Entre col y col, el verano

Entre col y col, el verano
POR ZOE VALDES

"Hoy hubiera querido regalarle un poema al sol"

A la fecha que estamos y todavía llevo medias de lana, las manos se me congelan y no puedo renunciar al pañuelito floreado en azules pasteles enroscado al cuello. ¡Ah, dichosos aquellos cuyas latitudes les permitan tomarse una aspirina del tamaño del sol! No aquella de Roque Dalton, uno de mis poetas preferidos, por cierto. Más bien el sol de verdad, el que calienta y brilla. Pues sí, por acá aún llueve y el calor está racionado. No se imaginen que llueve en aguacero fabuloso, de los de ponerse a dormir con placidez de recién nacido. No, aquí llueve recto, ordenado, silencioso, insípido, hasta existe la facilidad de tomarse su tiempo y escoger un paraguas o un impermeable del color conveniente al de los ojos, o los zapatos.

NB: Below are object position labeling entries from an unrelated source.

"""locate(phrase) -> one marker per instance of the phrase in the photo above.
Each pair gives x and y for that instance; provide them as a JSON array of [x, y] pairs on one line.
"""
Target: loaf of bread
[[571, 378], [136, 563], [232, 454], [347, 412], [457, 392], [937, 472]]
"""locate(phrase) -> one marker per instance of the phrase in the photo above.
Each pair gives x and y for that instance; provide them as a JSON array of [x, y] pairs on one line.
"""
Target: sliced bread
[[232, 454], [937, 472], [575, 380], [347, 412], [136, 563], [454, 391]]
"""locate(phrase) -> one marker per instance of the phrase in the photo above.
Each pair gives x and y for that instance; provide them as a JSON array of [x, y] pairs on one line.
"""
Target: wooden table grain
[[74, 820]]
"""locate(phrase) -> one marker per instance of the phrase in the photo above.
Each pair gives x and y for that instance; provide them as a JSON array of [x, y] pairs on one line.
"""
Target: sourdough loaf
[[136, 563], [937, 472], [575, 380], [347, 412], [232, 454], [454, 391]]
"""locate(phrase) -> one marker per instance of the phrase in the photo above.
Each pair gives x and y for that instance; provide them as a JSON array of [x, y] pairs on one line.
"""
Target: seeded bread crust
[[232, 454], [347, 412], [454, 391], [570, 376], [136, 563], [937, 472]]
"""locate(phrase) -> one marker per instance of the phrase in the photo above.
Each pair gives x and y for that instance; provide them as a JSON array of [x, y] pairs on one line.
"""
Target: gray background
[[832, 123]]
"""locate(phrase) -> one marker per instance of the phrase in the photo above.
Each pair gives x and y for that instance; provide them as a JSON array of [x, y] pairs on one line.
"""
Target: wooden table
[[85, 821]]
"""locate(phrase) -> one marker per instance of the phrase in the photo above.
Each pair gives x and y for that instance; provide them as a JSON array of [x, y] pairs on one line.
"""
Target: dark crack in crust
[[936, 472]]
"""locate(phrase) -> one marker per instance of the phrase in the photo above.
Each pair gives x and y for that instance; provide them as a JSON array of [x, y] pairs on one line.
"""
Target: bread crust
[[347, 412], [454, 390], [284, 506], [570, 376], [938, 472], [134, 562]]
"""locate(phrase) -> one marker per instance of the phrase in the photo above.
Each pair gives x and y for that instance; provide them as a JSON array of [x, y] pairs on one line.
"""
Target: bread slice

No es que no me guste la lluvia, todo lo contrario, es que me falta lo barullero de los aguaceros tropicales, de los torrenciales en ambas direcciones, la flagelación del paisaje, el mar borrado o barrido, espeso en su dimensión plateada. ¿Dónde hallar el olor de la lluvia salada, el asfalto echando candela, derretido minutos antes, y después escupiendo hacia el cielo la humareda del vapor, la lava del pavor del verano cual volcán urbano?

Mi terror es que me descubra septiembre arrimada junto a estas nostalgias. Hoy hubiera querido regalarle un poema al sol, pero sólo conseguí aferrarme al recuerdo. Entretanto las agencias no cesan de vender verano a diestra y siniestra, valga la redundancia. ¿Por qué debo yo comprarme el verano si éste me pertenece por acta de nacimiento? Abro la ventana y huelo el perfume banal de los muros. Hace unos cuantos días salí a bailar con la noche más larga del año, la dedicada a la música, el 21 de junio. Las calles se repletaron de camisetas coloridas, bermudas, miradas anhelantes, muy pronto tuvieron que ser reemplazadas por paraguas, chaquetas de cuero y vaqueros mojados. Los músicos cantaron melodías encharcadas bajo portales, túneles o simples carpas de poliéster. La Bastilla bostezó de ausencias. Así y todo repiquetearon tambores africanos y retumbaron los himnos veraniegos, inercia de la añoranza.

El Día de la Música fue el más corto del universo, rompió a relampaguear, ( ¿qué digo?, aquí tampoco relampaguea) más bien meteorología sobrecumplió la norma, pues las nubes, esas gaticas de maría-ramos que tiran la piedra y esconden la mano, bajaron desde las dos de la tarde. Ahora, mientras hago un descanso para inventarme la luminosidad, comienza a escampar poco a poco, con la misma intensidad con la que un auto achacoso pondría en marcha su motor constipado. Por fin, ni una gota cartesiana cae del cielo, entonces es peor, las piedras estancadas en el gris atmosférico, infladas de hiedra, recitan la evidencia de lo antiguo, la premonición del invierno. ¿Dónde carajo se ha metido el sol, ese cabrón tan necesario? ¿No ves, cacho de hijo de puta que me estoy muriendo de tristeza, que ni siquiera sé si podré terminar esta columna? ¿Tendré este año que tomar yo también las vitaminas prescriptas facultativamente a los bebés amamantados en zonas desoleadas?

¡Qué va, voy a buscarme enseguida un charter hacia el sudor! Hace meses que no sudo, mi piel se reseca como un pergamino japonés, la solución será tatuarla. En el espejo me reflejo transparente, ni eso, parezco un pote de Yoplait, o un mantel enjuagado en cloro. No me resisto con estos olores metafísicos, o mata-físicos. Hoy más que nunca considero a los esquimales, aunque me cuenten que quién sino ellos para justificar aquella parte del planeta, mejor dicho, planisferio. Si hasta tengo la sensación de habitar un planisferio, vivo colgada de una cutícula de los Info-Metéo. Ni siquiera me distingo entre tanta brumosidad. Y yo que me vanagloriaba de que el verano florecía en mi interior. ¡Ah, pero no, no van a lograr transformarme en un témpano! No me resigno a mirar al cielo y constatar la polución. Entre col y col, la imaginación ardiente.